Boris Lee

Profile
- Position: Linebacker

Personal information
- Born: May 4, 1987 (age 39) Fargo, Georgia, U.S.
- Listed height: 6 ft 0 in (1.83 m)
- Listed weight: 235 lb (107 kg)

Career information
- College: Troy
- NFL draft: 2010: undrafted

Career history
- San Diego Chargers (2010)*; New York Jets (2010)*; Jacksonville Jaguars (2010)*; Tri-Cities Fever (2012–2014);
- * Offseason or practice squad member only

Awards and highlights
- 3× First-team All-Sun Belt (2007, 2008, 2009);

= Boris Lee =

American football player (born 1987)

Boris Terrel Lee (born May 4, 1987) is an American former professional football linebacker. He was signed by the San Diego Chargers as an undrafted free agent in 2010. He played college football at Troy.

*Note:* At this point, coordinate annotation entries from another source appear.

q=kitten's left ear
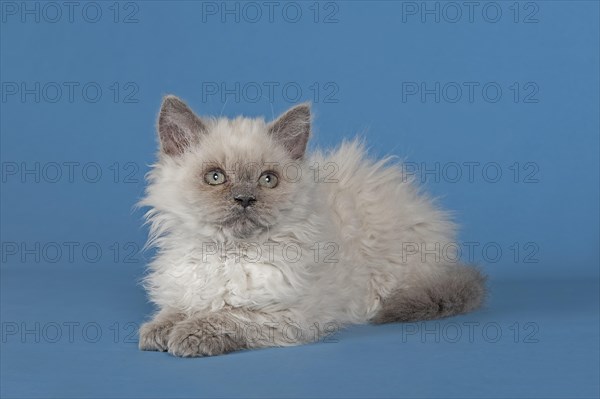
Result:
[269,103,310,159]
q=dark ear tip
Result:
[161,94,185,109]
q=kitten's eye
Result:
[258,172,278,188]
[204,169,226,186]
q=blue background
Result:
[0,1,600,397]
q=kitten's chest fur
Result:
[147,236,324,313]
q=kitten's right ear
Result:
[158,95,206,156]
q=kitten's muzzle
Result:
[233,195,256,209]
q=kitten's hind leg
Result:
[139,309,185,352]
[370,265,486,324]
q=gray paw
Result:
[139,320,174,352]
[167,316,246,357]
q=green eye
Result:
[204,169,226,186]
[258,172,278,188]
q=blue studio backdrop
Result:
[0,0,600,398]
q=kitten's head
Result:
[145,96,310,239]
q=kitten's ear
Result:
[269,103,310,159]
[158,96,206,156]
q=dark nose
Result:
[234,195,256,208]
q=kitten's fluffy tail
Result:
[371,265,486,324]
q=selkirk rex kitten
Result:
[139,96,485,356]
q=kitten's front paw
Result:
[139,320,175,352]
[167,316,246,357]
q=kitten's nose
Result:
[234,195,256,208]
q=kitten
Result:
[139,96,485,356]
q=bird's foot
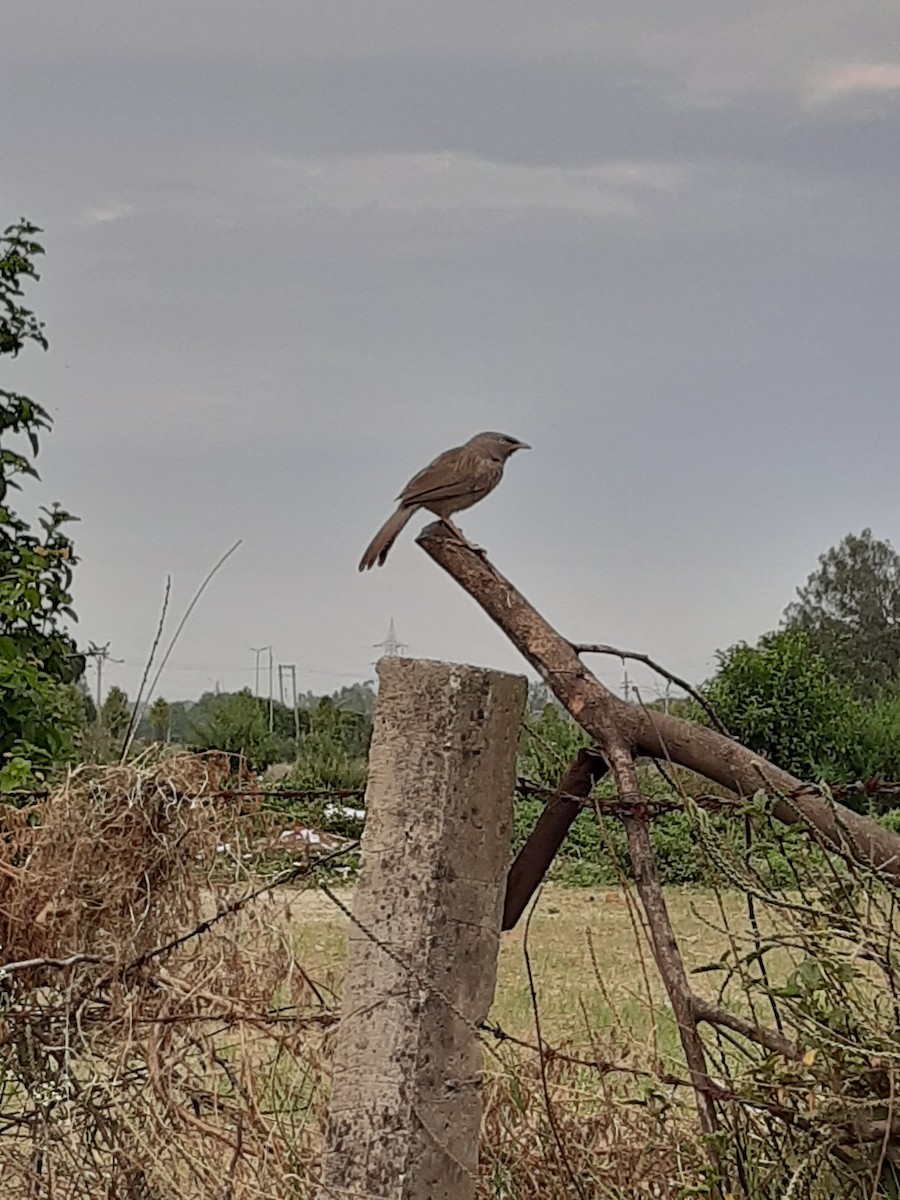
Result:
[442,517,487,558]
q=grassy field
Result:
[289,883,777,1062]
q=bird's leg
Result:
[440,517,487,558]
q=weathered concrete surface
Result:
[320,659,527,1200]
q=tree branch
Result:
[418,523,900,878]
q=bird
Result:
[359,433,532,571]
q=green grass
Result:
[290,883,787,1063]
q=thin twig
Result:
[119,575,172,762]
[145,538,244,720]
[522,888,587,1200]
[578,642,731,738]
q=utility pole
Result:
[85,642,125,725]
[250,646,271,696]
[278,662,300,742]
[266,646,275,733]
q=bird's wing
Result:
[397,446,496,505]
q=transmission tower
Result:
[374,617,409,659]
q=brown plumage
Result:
[359,433,530,571]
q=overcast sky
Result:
[0,0,900,698]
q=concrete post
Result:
[319,659,527,1200]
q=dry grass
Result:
[7,755,900,1200]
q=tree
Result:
[0,220,84,791]
[785,529,900,695]
[146,696,172,742]
[706,629,862,781]
[188,688,278,770]
[100,684,131,738]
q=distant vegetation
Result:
[0,208,900,880]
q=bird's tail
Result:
[359,506,415,571]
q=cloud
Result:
[83,204,134,224]
[804,62,900,108]
[271,152,689,217]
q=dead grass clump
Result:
[0,754,336,1200]
[0,754,236,962]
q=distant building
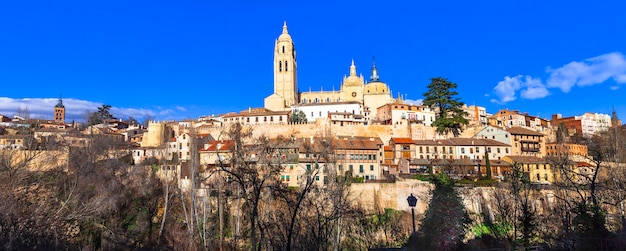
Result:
[54,98,65,124]
[551,112,611,138]
[377,102,435,126]
[476,125,546,157]
[264,23,395,120]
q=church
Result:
[264,22,396,118]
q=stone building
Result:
[264,23,395,118]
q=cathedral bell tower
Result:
[54,95,65,124]
[265,22,298,110]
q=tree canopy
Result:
[423,77,469,137]
[87,105,114,125]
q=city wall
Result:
[196,120,482,144]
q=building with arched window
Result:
[264,23,395,118]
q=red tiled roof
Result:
[506,126,544,136]
[391,138,414,144]
[504,155,547,164]
[576,161,595,167]
[200,140,235,152]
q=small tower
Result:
[370,57,380,82]
[54,97,65,124]
[611,107,622,127]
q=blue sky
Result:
[0,0,626,120]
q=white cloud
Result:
[404,99,424,105]
[546,52,626,92]
[0,97,163,121]
[491,52,626,104]
[520,76,550,99]
[491,75,550,104]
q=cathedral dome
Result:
[364,82,389,94]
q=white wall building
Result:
[291,102,364,122]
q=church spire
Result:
[54,96,65,108]
[350,59,356,76]
[370,57,380,82]
[283,21,289,34]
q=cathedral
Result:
[264,22,396,117]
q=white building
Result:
[291,102,364,121]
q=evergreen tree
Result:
[424,77,469,137]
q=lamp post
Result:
[406,193,417,234]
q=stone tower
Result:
[265,22,298,111]
[54,98,65,124]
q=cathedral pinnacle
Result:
[370,57,380,82]
[54,96,65,108]
[350,59,356,76]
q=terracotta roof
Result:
[506,126,544,136]
[391,138,415,144]
[297,101,361,106]
[448,138,511,146]
[576,161,595,167]
[504,155,547,164]
[336,139,378,150]
[413,139,454,146]
[223,108,291,118]
[200,140,235,152]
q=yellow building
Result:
[54,98,65,124]
[264,23,395,118]
[502,155,558,183]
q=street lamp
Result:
[406,193,417,234]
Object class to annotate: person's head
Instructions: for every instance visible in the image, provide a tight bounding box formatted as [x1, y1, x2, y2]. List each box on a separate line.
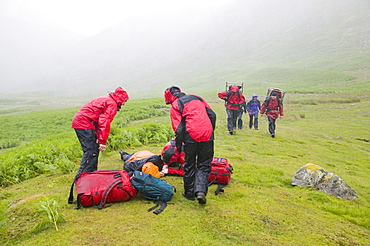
[109, 87, 129, 111]
[164, 86, 185, 104]
[161, 138, 185, 166]
[229, 85, 241, 93]
[252, 94, 258, 101]
[271, 92, 278, 100]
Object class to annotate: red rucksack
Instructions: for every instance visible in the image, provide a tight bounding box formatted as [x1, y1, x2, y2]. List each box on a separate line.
[68, 169, 137, 209]
[208, 157, 233, 195]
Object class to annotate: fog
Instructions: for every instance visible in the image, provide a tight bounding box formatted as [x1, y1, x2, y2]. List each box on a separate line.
[0, 0, 370, 102]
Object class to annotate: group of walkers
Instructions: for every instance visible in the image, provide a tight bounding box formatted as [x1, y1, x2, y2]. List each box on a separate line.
[218, 85, 284, 138]
[72, 85, 283, 204]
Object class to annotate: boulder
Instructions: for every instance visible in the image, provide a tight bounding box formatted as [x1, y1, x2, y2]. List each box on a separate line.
[292, 163, 358, 200]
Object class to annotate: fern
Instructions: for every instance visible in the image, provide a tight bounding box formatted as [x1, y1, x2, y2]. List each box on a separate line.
[34, 199, 64, 231]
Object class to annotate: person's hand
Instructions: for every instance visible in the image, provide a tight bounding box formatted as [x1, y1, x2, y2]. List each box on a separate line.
[99, 144, 107, 152]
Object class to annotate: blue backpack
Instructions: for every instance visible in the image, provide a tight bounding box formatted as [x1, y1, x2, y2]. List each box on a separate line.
[131, 171, 176, 214]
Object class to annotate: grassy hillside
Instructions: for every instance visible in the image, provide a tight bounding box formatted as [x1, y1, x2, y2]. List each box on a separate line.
[0, 89, 370, 245]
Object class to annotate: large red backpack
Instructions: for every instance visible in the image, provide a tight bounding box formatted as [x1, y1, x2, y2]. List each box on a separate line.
[68, 169, 137, 209]
[208, 157, 233, 195]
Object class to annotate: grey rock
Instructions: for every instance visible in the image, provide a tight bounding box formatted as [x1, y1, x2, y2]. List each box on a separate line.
[292, 163, 358, 200]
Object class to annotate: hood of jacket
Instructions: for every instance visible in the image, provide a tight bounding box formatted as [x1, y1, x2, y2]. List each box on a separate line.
[109, 87, 129, 107]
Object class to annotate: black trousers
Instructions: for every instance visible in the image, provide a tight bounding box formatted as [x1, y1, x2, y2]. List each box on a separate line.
[184, 141, 214, 196]
[249, 112, 258, 129]
[267, 116, 276, 134]
[75, 129, 99, 176]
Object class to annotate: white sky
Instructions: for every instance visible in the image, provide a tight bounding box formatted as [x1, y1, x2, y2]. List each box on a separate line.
[0, 0, 232, 35]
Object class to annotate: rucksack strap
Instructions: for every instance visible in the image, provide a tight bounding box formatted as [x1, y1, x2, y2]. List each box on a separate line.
[93, 179, 122, 209]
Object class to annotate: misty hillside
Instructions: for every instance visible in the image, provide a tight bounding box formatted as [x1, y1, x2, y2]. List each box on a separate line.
[0, 0, 370, 102]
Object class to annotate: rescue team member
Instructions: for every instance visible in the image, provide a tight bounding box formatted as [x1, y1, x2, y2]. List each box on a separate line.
[164, 86, 216, 204]
[247, 94, 261, 130]
[260, 92, 284, 138]
[72, 87, 129, 177]
[218, 85, 245, 135]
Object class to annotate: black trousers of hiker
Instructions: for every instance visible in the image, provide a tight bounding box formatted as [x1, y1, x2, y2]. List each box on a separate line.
[267, 116, 276, 135]
[238, 110, 244, 130]
[226, 108, 239, 132]
[184, 141, 214, 197]
[249, 112, 258, 129]
[75, 129, 99, 177]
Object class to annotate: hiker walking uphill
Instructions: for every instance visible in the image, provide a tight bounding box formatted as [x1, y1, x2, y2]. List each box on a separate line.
[164, 86, 216, 204]
[260, 92, 284, 138]
[72, 87, 129, 177]
[218, 85, 245, 135]
[247, 94, 261, 130]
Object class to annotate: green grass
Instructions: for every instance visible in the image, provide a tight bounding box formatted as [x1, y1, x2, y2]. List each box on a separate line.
[0, 93, 370, 245]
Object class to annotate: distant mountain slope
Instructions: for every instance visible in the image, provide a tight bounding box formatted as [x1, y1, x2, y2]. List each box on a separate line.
[1, 0, 370, 101]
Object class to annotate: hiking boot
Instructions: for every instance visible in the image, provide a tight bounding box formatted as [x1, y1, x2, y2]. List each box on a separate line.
[182, 192, 195, 201]
[197, 192, 207, 204]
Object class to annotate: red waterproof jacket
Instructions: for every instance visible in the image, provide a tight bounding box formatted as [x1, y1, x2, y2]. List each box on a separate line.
[218, 85, 245, 110]
[72, 87, 129, 145]
[170, 94, 216, 149]
[260, 98, 284, 119]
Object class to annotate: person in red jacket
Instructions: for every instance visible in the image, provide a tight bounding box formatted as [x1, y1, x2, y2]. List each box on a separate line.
[164, 86, 216, 204]
[260, 92, 284, 138]
[72, 87, 129, 177]
[218, 85, 245, 135]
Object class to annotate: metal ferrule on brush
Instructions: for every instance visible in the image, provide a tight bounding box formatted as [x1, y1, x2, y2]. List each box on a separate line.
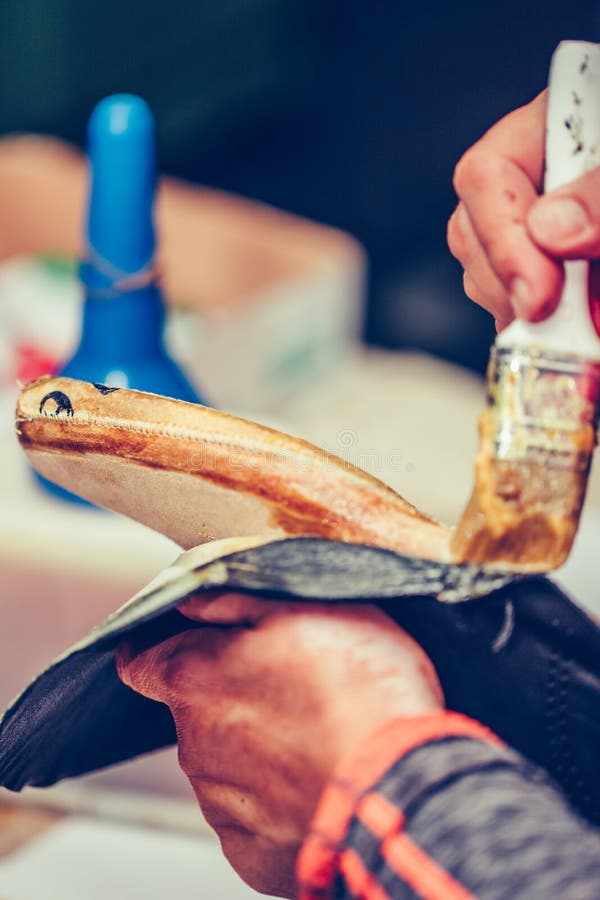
[488, 346, 600, 473]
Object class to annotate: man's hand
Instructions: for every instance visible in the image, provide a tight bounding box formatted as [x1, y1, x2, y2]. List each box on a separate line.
[117, 594, 442, 896]
[448, 91, 600, 330]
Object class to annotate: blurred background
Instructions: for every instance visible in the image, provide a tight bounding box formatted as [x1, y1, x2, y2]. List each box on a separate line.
[0, 0, 600, 371]
[0, 0, 600, 900]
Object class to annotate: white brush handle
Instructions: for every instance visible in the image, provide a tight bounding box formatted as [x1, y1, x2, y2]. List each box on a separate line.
[496, 41, 600, 360]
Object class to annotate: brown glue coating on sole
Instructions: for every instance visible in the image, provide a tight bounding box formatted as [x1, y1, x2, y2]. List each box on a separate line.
[451, 409, 595, 571]
[17, 378, 450, 560]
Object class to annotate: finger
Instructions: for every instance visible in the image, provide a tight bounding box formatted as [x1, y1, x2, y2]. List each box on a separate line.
[448, 203, 512, 320]
[115, 628, 232, 704]
[454, 89, 562, 320]
[178, 591, 290, 625]
[588, 260, 600, 337]
[527, 168, 600, 259]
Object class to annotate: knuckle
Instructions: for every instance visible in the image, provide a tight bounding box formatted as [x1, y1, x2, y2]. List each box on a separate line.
[446, 206, 468, 265]
[452, 144, 491, 197]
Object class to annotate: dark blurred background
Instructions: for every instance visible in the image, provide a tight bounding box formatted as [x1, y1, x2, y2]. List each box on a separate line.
[0, 0, 600, 370]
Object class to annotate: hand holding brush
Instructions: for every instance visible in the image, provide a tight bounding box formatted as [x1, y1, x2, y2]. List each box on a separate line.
[450, 42, 600, 571]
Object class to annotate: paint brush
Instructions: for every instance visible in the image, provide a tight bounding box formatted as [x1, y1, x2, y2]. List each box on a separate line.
[452, 41, 600, 571]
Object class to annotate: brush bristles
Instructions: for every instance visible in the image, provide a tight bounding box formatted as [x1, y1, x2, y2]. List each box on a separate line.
[452, 348, 600, 571]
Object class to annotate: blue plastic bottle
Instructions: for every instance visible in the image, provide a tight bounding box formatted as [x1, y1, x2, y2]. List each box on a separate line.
[40, 94, 204, 502]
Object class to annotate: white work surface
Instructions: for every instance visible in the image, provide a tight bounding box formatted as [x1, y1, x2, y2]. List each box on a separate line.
[0, 816, 278, 900]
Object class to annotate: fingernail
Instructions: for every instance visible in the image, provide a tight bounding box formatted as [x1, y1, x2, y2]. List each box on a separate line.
[527, 197, 590, 243]
[510, 278, 532, 319]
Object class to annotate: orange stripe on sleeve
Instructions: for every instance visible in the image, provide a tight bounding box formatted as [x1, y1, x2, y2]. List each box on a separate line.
[339, 849, 392, 900]
[380, 832, 474, 900]
[356, 791, 405, 840]
[296, 710, 504, 900]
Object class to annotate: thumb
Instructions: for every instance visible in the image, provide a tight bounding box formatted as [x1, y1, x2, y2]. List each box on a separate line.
[527, 167, 600, 259]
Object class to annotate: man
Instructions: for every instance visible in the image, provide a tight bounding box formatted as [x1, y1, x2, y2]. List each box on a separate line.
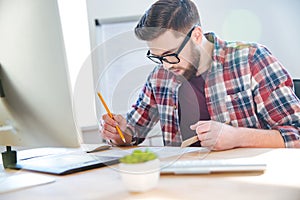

Lee was also a member of the New York Jets, Jacksonville Jaguars, and Tri-Cities Fever.

==Professional career==

===San Diego Chargers===
Lee was signed on May 20, 2010, but was later released on June 9, 2010.

===New York Jets===
Lee was signed to a contract by the Jets on August 19, 2010. He was released by the Jets on September 3, 2010.

===Jacksonville Jaguars===
Lee was signed to the Jaguars practice squad on December 2, 2010. His practice squad contract expired on January 11, 2011.

===Tri-Cities Fever===
In 2012, Lee signed with the Tri-Cities Fever of the Indoor Football League.